Jesus is encouraging us not to lose heart when seeking justice.

This widow, however, was as persuasive as someone who really has a great thirst for justice. “Do me justice, do me justice” (Lk 18:3). At first, the judge does not pay attention. Since he does not pay attention to God, he will not give any attention to mankind. But at a point he says: “This will continue to destroy me. I’d better see what I’m going to do” (see Lk 18:5). Sometimes this also happens in our relationship with one another. So it seems that the word of Jesus is encouraging us not to lose heart when seeking justice. We need to learn from the perseverance, courage and strength of this widow with whom justice was made because those in power did not want to continue to be pestered.

And here comes the question that often challenges our faith: But where is God? Where is God when we live moments of injustice and human wickedness takes over? Is God even listening to us?

Before we start complaining to God and blaming him, our question should be: Are we doing our part? Or are we hindering God from doing justice because of our silence, complicity and fear?

This is a question that Jesus himself poses, because he understands that it is a question that really disturbs us. And we continue to ask: If I have a thirst and a hunger for justice as the widow did, will God not hear my prayer? And how long will it take for him to answer my prayer?

Jesus assures us that the Lord hears our prayer. Perhaps our timing is not the same as God’s timing, since we measure in time whereas God’s measure is different, also because he wants to use our freedom to do justice. So before we start complaining to God and blaming him, our question should be: Are we doing our part? Or are we hindering God from doing justice because of our silence, complicity and fear?

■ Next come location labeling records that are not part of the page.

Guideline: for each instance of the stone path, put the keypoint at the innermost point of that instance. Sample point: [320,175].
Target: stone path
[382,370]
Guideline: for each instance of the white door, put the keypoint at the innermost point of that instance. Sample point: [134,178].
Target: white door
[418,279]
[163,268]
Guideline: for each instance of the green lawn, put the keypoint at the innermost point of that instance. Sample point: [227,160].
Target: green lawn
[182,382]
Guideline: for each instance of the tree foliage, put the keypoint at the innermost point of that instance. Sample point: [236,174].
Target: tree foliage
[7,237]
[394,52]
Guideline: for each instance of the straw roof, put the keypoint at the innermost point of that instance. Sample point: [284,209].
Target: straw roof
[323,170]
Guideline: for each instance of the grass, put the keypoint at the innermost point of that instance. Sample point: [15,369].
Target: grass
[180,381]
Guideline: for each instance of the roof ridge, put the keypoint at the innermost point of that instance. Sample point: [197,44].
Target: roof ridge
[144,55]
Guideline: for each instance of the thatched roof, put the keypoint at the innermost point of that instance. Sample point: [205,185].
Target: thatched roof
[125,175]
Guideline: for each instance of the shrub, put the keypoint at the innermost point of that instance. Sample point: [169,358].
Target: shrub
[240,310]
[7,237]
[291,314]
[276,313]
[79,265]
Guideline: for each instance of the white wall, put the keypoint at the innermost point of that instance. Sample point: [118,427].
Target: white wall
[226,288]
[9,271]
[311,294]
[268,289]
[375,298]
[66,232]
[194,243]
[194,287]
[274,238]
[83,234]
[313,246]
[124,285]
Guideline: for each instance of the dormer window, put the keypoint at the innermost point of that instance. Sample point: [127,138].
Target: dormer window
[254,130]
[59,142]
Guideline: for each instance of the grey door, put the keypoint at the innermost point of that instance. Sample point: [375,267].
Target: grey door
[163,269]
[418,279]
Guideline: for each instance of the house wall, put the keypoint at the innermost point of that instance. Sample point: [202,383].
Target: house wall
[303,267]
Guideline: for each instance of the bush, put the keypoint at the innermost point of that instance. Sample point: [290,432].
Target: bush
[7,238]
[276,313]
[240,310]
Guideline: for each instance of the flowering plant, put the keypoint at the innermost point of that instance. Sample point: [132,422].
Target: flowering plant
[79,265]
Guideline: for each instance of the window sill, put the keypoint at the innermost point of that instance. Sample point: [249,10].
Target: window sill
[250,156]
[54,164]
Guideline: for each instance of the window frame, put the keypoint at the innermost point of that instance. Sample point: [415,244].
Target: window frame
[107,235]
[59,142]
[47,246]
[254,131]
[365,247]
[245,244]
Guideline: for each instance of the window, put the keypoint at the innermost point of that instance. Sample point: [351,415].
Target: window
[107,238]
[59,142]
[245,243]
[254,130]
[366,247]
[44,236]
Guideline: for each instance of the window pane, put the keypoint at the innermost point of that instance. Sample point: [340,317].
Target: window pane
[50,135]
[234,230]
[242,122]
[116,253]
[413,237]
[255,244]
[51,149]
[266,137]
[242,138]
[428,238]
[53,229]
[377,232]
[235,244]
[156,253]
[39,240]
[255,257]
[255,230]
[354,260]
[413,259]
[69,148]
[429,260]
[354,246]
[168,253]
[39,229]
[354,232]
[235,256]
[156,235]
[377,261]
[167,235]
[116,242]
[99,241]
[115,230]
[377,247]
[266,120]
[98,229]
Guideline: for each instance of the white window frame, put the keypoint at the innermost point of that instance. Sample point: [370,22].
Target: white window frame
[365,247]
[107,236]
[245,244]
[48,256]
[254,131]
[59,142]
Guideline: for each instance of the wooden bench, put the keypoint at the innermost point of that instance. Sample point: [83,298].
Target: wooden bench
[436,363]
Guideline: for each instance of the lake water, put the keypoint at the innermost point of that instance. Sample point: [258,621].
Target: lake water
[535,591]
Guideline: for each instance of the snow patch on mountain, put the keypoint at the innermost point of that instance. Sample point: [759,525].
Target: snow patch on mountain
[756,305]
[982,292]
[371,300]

Pope Francis speaks about Saint Joseph and says: ‘Do you think that God decided to save his son just like that, by performing magic? No. He entrusted Jesus in the hands of St Joseph’. He was the one who, against all odds, did the impossible to save the child who everyone wanted to kill. He fled as a refugee to Egypt and then to Nazareth to protect the family, he worked hard to make a living for the Son of God, in a time of poverty. But God also wants our cooperation to respond to the prayers and the fervent cry of his people.

Today’s Gospel ends with an unanswered question: “But when the Son of man comes, will he find any faith?” (Luke 18:8). Why doesn’t Jesus, the Son of God made man, not reply to this question himself? It is because Jesus relies on you and me for an answer, and faith is our response to God’s love for us. Our response comes out of free will, it is not forced or something we have to do.

So today we ask him to be part of this response by showing faith, and to the question “when the Son of man comes, will he find any faith?” – when I come to meet you, will I find faith in you? –  what will we tell him? Lord, increase our faith!

I was listening to a short clip from an interview with a person who has now declared himself guilty of the assassination of Daphne Caruana Galizia. At a point he said that what he did was simply ‘business as usual’. Business as usual?! We are here today, all of us, from whichever political adherence – and allow me to speak clearly – to manifestly state that the murder of human beings will never ever be business as usual!